Kathryn Lemery-Chalfant

Abstract

This study examined genetic and environmental influences on twins’ and parents’ positive and negative affect during a parent–child conflict discussion and a positive discussion, captured by automated facial coding. Associations with internalizing, externalizing, and ADHD symptoms were examined. Twins (N = 560 50.94%; female; Mage = 9.72, SD = .94; data collected 2017–2020) and parents (N = 302; 583 videos) were from socioeconomically diverse families, and primarily White (57.07%) or Hispanic (26.78%).

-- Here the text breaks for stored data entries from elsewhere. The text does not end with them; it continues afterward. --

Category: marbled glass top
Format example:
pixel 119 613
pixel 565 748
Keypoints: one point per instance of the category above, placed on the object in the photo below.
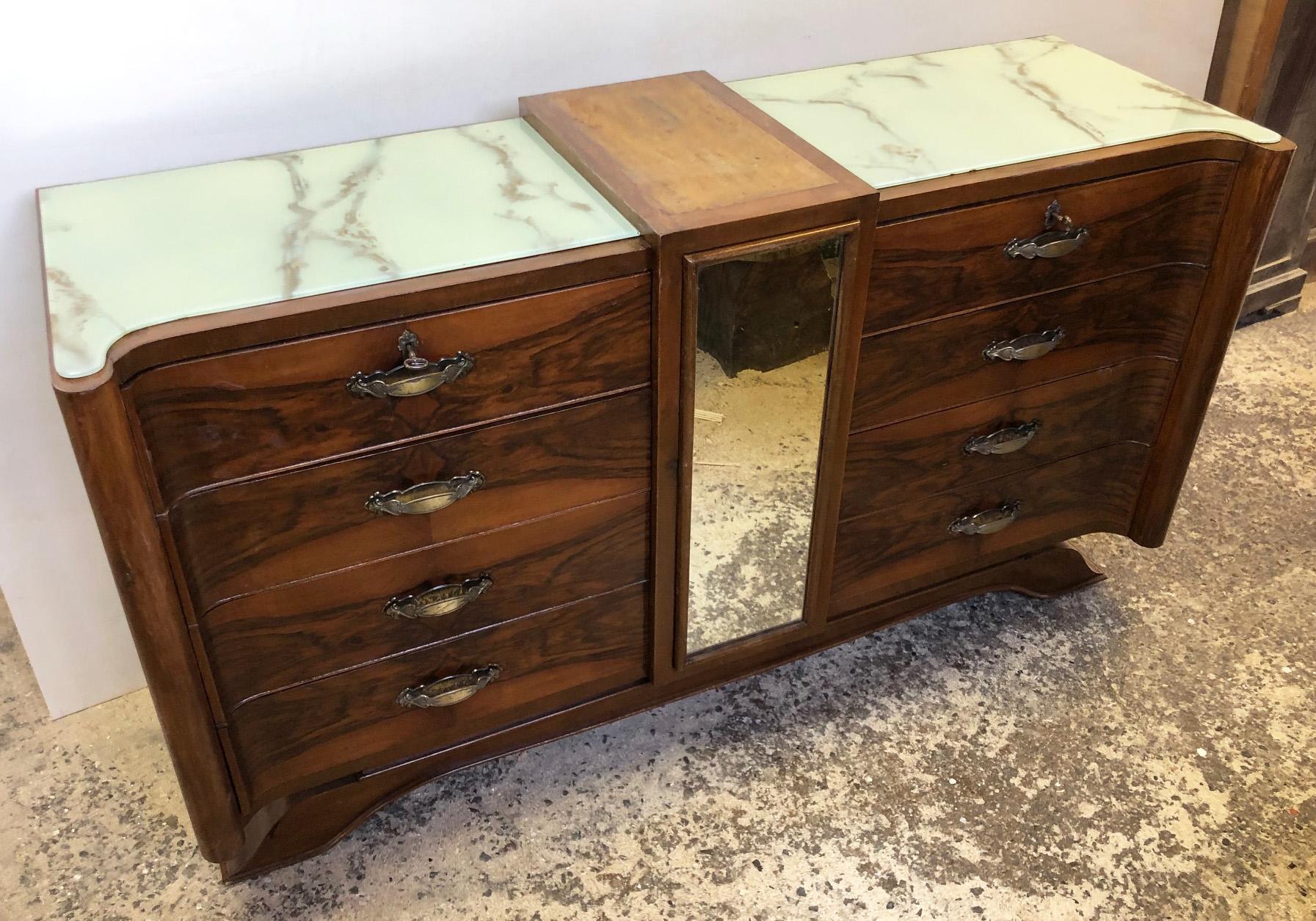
pixel 934 114
pixel 124 254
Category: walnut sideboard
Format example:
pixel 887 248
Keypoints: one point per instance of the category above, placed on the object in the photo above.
pixel 415 451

Child and parent positive affect were influenced by the shared and nonshared environment and child negative affect was heritable, with similar etiology across tasks. Only child positive affect during the conflict discussion consistently related to lower internalizing, externalizing, and ADHD symptoms (R2: 1.3%–3.6% of variance). Findings support positive affect under stress as an environmentally influenced resilience factor.

Lay Summary

This study examined genetic and environmental influences on 9-year-old twin children’s positive affect (smiling, happiness) and negative affect (anger, sadness, fearfulness) during a challenging parent–child conflict discussion and a positive parent–child discussion. We used an AI method of automatically coding facial expressions. We also asked parents to report on their twins’ symptoms of internalizing (like depression), externalizing (like aggression), and ADHD using questionnaires. For twins, negative affect was partially genetically influenced. Twins’ positive affect was explained by environmental factors, and positive affect during the conflict discussion was related to lower symptoms. Parent affect was not strongly influenced by children’s genetically influenced characteristics. Our findings suggest that children’s ability to stay positive during a stressful parent–child interaction is both environmentally influenced and important for resilience.